In the wake of the recent controversy stirred by my note on “Tuscan” soppressa, many of my friends and colleagues have benevolently chided me for the lacunate information posted here on the blog.
For the record, soppressa or soprèssa (as it is often spelled in Veneto) is a classic cured pig’s meat salame produced in the provinces of Verona, Vicenza, and Treviso (as well as in other areas of what was once called the Most Serena Republic of Venice).
Technically, for soppressa di be called soppressa, it must be produced using pigs raised in the production area (as in the official appellation regulations for Sopressa Vicentina, for example).
When I wrote “Tuscan soppressa” the other day, I was referring to the fact that my good friend Riccardo (below) — whom I know from summers touring with my cover band in the Veneto back in the early 1990s — produces his soppressa (trevigiana in its classification) using pigs raised in Tuscany. The secret to its supreme quality, he says, is the fact that he uses the entire beast, including the chops, the loin, and tender loin. In traditional production, the best cuts are reserved for other uses.
As a consummate venetophile, I certainly cannot blame my friends for the fun they’ve had at my expense. But now that I have published this errata corrige, I hope they will cease in their unwarranted derision.

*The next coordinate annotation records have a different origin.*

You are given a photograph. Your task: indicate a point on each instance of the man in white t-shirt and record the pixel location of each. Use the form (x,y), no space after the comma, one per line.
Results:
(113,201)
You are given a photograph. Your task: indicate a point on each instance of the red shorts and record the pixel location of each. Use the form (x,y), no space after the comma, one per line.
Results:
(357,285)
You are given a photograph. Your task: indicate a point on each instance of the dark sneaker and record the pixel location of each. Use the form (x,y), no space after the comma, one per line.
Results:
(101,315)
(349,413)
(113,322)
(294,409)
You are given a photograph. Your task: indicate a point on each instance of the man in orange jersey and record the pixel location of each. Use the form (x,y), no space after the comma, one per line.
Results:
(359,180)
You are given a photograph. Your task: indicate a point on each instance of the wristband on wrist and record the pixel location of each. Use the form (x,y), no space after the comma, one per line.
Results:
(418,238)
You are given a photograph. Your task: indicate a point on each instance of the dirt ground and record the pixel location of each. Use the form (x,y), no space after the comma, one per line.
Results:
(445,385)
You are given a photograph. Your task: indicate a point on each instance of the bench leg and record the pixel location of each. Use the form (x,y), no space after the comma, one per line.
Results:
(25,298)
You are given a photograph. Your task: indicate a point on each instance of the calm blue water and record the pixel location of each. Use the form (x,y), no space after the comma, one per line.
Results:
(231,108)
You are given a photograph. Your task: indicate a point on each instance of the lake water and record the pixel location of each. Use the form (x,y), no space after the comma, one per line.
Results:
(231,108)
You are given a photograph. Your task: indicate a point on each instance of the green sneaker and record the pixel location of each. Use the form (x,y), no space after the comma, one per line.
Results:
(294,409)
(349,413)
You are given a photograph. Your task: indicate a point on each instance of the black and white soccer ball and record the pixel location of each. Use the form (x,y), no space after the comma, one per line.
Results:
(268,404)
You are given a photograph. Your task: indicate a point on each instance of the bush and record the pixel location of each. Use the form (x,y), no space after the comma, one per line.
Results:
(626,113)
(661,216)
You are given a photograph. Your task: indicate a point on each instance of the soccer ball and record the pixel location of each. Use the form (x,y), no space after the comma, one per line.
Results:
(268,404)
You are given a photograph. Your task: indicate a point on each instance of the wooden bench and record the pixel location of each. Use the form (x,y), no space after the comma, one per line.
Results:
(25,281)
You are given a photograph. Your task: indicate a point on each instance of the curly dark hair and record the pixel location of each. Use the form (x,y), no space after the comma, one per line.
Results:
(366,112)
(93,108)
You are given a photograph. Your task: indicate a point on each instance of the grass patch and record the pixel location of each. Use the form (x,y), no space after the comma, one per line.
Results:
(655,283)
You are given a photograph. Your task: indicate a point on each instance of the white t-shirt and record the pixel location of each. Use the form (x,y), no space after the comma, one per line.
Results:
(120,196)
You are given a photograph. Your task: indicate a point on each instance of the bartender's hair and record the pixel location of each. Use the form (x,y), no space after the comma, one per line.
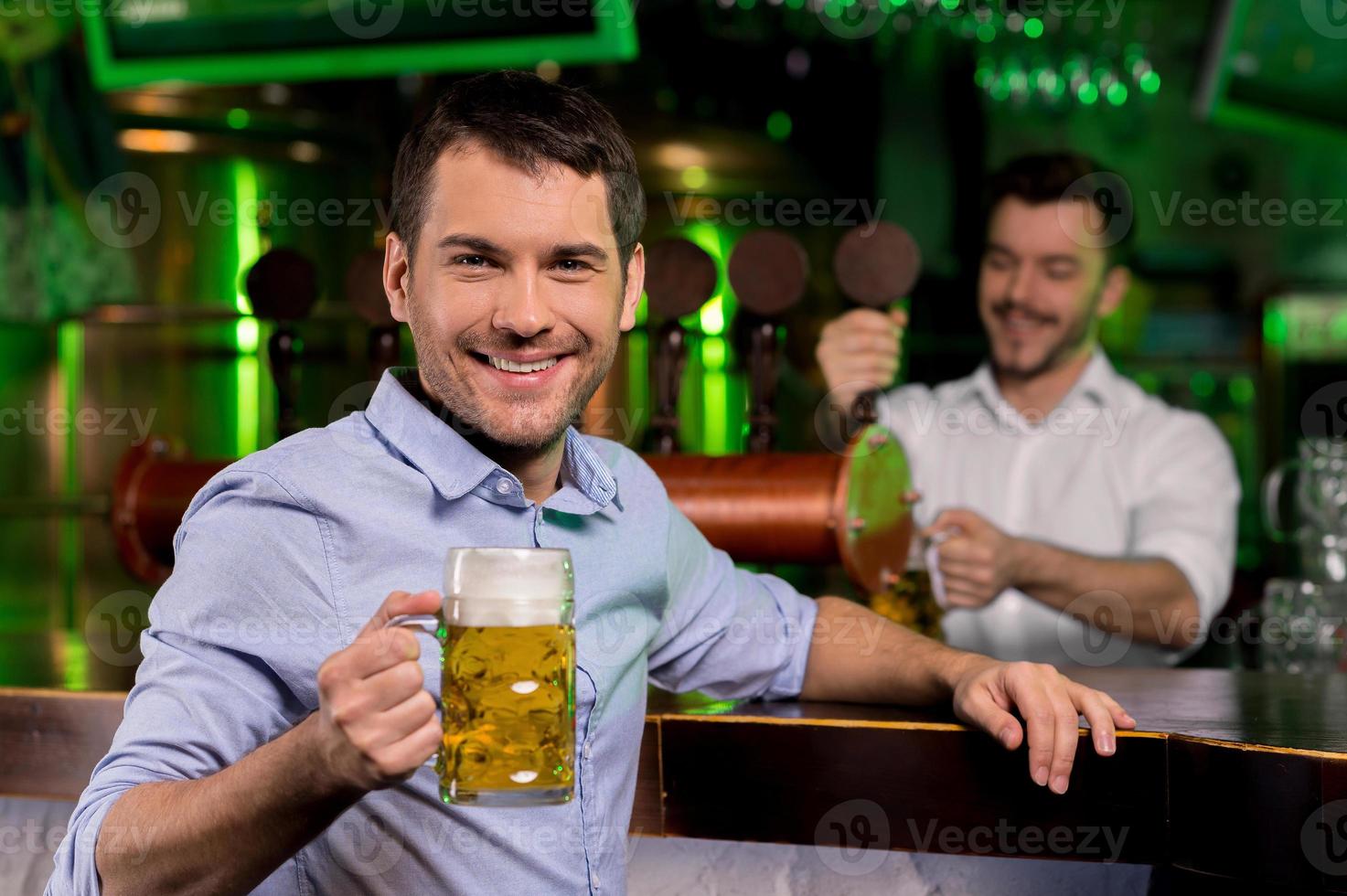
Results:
(1053,176)
(529,123)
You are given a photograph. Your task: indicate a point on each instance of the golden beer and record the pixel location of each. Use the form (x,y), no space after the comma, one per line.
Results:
(509,714)
(507,677)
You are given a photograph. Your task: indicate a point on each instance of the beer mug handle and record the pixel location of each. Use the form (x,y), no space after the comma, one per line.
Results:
(422,624)
(1272,500)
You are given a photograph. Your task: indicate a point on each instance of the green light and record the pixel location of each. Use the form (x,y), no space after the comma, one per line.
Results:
(1202,384)
(1241,389)
(1275,327)
(779,125)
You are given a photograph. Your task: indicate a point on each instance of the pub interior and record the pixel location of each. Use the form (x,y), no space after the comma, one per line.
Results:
(196,207)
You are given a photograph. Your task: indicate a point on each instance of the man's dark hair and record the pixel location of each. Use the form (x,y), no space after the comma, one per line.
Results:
(531,124)
(1053,176)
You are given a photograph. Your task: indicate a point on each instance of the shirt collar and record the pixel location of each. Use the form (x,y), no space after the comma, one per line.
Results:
(1094,386)
(454,466)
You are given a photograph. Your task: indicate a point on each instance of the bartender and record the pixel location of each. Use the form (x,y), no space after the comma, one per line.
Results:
(276,736)
(1073,519)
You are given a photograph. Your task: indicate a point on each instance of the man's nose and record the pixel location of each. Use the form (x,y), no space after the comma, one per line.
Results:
(523,309)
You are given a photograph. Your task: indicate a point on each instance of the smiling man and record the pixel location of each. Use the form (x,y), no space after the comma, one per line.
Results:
(1082,520)
(276,737)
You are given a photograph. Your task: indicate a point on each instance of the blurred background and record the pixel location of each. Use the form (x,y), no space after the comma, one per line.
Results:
(151,151)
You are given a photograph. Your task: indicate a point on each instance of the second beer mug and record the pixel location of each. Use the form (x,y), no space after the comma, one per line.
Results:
(507,690)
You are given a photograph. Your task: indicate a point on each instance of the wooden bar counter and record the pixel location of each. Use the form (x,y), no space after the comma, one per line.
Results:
(1232,783)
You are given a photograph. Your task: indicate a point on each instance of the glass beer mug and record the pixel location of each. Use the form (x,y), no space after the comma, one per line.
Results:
(507,688)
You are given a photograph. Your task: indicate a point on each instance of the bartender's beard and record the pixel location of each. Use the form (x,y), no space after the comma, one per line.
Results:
(529,424)
(1079,333)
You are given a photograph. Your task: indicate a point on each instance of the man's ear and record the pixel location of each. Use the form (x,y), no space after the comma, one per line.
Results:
(1116,284)
(635,283)
(398,270)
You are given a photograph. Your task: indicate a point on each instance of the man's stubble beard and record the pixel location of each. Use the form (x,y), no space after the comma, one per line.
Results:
(472,420)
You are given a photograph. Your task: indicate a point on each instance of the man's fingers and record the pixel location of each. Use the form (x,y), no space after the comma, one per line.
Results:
(1067,736)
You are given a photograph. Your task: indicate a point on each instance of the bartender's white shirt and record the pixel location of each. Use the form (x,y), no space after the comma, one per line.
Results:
(1111,472)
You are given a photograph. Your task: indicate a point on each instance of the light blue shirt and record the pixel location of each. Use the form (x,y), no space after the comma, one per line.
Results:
(286,554)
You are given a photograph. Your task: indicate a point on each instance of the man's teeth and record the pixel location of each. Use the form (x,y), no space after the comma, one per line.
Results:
(516,367)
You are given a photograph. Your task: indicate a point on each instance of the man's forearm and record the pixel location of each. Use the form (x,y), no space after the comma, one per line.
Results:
(224,833)
(1155,596)
(859,656)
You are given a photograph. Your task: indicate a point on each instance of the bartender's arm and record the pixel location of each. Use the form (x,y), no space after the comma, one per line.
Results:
(375,727)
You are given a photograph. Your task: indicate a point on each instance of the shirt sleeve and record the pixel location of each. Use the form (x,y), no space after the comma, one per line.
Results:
(230,655)
(728,632)
(1188,507)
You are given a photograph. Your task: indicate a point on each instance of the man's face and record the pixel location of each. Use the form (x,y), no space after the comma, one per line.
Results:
(1044,282)
(515,295)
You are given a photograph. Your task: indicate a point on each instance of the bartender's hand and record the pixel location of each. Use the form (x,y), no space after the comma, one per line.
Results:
(988,694)
(376,720)
(860,350)
(977,560)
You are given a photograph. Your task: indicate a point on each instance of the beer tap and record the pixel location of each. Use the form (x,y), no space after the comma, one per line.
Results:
(768,271)
(679,278)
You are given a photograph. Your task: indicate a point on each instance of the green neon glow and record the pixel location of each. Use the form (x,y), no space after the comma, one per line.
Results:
(613,39)
(247,371)
(1202,384)
(1241,389)
(74,660)
(694,176)
(779,125)
(245,232)
(70,364)
(1275,326)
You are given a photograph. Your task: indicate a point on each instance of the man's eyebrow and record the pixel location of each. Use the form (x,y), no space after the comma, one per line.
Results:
(470,241)
(580,251)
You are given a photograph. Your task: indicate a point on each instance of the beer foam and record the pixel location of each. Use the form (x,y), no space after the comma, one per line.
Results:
(508,586)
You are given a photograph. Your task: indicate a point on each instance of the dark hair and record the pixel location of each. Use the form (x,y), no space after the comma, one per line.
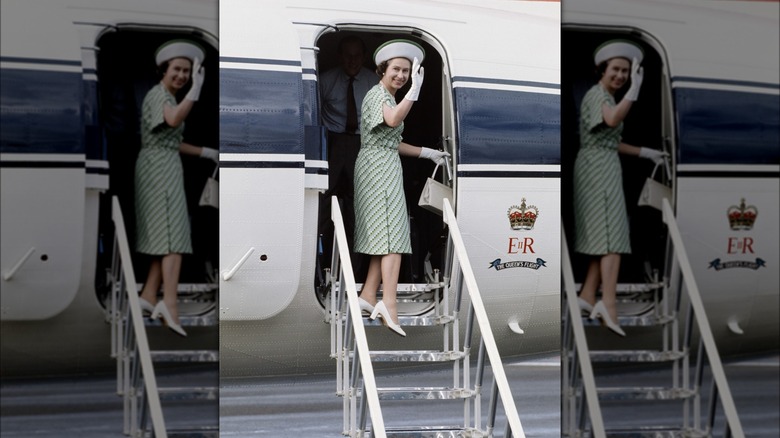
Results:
(382,67)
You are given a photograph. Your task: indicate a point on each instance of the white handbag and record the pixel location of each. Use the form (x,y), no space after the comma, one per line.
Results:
(434,193)
(653,191)
(210,195)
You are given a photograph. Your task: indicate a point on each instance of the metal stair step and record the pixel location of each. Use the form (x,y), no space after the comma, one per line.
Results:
(431,432)
(414,321)
(201,432)
(207,320)
(424,393)
(653,432)
(634,355)
(633,321)
(185,355)
(631,288)
(188,393)
(407,288)
(414,356)
(644,393)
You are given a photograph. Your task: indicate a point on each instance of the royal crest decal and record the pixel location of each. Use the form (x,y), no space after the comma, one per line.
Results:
(742,217)
(522,217)
(517,264)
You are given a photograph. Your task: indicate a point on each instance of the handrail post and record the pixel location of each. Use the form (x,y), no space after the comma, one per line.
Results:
(348,277)
(583,353)
(153,397)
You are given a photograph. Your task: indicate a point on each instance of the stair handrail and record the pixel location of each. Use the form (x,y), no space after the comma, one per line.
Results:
(480,314)
(361,341)
(150,381)
(694,296)
(580,341)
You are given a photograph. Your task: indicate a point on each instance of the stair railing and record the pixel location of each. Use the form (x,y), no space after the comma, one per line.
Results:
(721,389)
(129,342)
(351,333)
(576,348)
(488,343)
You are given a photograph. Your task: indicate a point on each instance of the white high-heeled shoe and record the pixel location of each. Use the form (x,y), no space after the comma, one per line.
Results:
(365,306)
(381,309)
(146,307)
(584,305)
(162,309)
(601,310)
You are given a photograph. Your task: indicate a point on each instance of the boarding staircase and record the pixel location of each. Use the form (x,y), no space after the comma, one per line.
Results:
(139,380)
(356,380)
(671,306)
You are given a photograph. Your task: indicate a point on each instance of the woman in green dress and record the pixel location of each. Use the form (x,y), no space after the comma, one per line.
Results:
(599,205)
(381,219)
(162,222)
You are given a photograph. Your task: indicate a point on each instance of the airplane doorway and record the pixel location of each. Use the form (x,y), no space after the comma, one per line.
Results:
(643,126)
(424,126)
(126,71)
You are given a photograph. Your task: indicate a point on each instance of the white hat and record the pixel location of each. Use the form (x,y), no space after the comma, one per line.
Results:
(179,49)
(617,48)
(399,49)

And the end of the day yesterday, having completed our respective rounds at the Italian wine trade fair Vinitaly, we reconvened for a snack of Riccardo’s excellent insaccato — intestine encased — salame with our friend Sara Carbone’s Aglianico del Vulture – a brilliant however blasphemous pairing. (Btw, one of the unique elements of soppressa is that large cow’s intestines are used for the casing as opposed to porcine.)